Italy pins hopes on Milan Expo after corruption, delays

Italy pins hopes on Milan Expo after corruption, delays

MILAN - Reuters
Italy pins hopes on Milan Expo after corruption, delays

The 37-meter "The Tree of Life" and the Italian pavilion (L) are seen at the Expo 2015 work site near Milan April 3, 2015. REUTERS Photo

Three weeks before the Milan Expo opens on May 1, the site of the showpiece event is still a mass of trucks raising dust and workers in hard hats racing to finish building after delays, graft and cost overruns. 

Italy has had four different governments in the seven years since Milan was chosen to follow the 2010 Shanghai Expo and has undergone its most severe economic crisis since World War Two. 

But 40-year-old Prime Minister Matteo Renzi is counting on the event to reinforce fragile signs of recovery and help his drive to put a more modern face on Italy after the years of recession. 

Officials are counting on some 20 million visitors to the six month-long exhibition of products and technologies from around the world. They hope it will bring in 10 billion euros ($10.75 billion), half of it from foreign visitors. 

Some 9 million tickets have already been sold, a third of them outside Italy, for an event seeking to broaden its appeal with interactive exhibits such as a supermarket of the future, cultural events and shows at an arena and an artificial lake. 

“Expo will be the litmus test for the great ambitions which Italy has,” Renzi said in a speech in Milan last month to promote the event. “With the Expo, we’ll be able to see what Italy will be in the coming years.”
Intended as a celebration of Milan’s openness to the world and an exploration of new approaches to sustainable food, the event has so far stood out for the chronic corruption and waste that have blighted public works projects in Italy for decades. 
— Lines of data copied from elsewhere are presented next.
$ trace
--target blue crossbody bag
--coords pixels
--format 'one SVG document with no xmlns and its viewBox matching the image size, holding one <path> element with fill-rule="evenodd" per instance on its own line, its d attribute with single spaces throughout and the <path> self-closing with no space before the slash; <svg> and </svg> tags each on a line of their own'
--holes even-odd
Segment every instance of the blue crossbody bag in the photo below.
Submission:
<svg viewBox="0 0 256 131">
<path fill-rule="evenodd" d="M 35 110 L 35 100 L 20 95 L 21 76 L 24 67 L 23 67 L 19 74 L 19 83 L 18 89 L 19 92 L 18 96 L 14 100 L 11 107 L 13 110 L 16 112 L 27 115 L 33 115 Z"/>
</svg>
Several top officials, including the Expo’s former public procurement manager, were arrested last year and the whole event was placed under the oversight of the national anti-bribery authority in a bid to ensure transparency. 

The Italian pavilion, a centrepiece of the event, was originally expected to cost 63 million euros ($67.69 million) but will end up costing 92 million and may not be completed in time. A number of transport projects planned to accompany Expo will also not be ready. 

A defendant who opened fire in a Milan court last week, killing three people including a judge, also underlined the potential security problems around a major event of this size. 

Buffeted by the scandals and facing disputes with architects and building contractors, Expo Commissioner Giuseppe Sala says construction work at the 110-hectare (272 acre) greenfield site on the outskirts of Milan will be essentially complete by opening day. 

“I am realistically confident about the work we’re doing but I am surprised and sometimes a bit disconcerted by the climate which has developed,” he told reporters in Milan earlier this month, denying press reports that organizers would be forced to hide embarrassing gaps with camouflage panels. 

“When has it ever been the case for a project like an Expo or Olympic Games, that all the building work has been finished 30 days before the opening?” he said. “If we end up looking bad, the fault will be mine. The government and local partners have done everything they should.”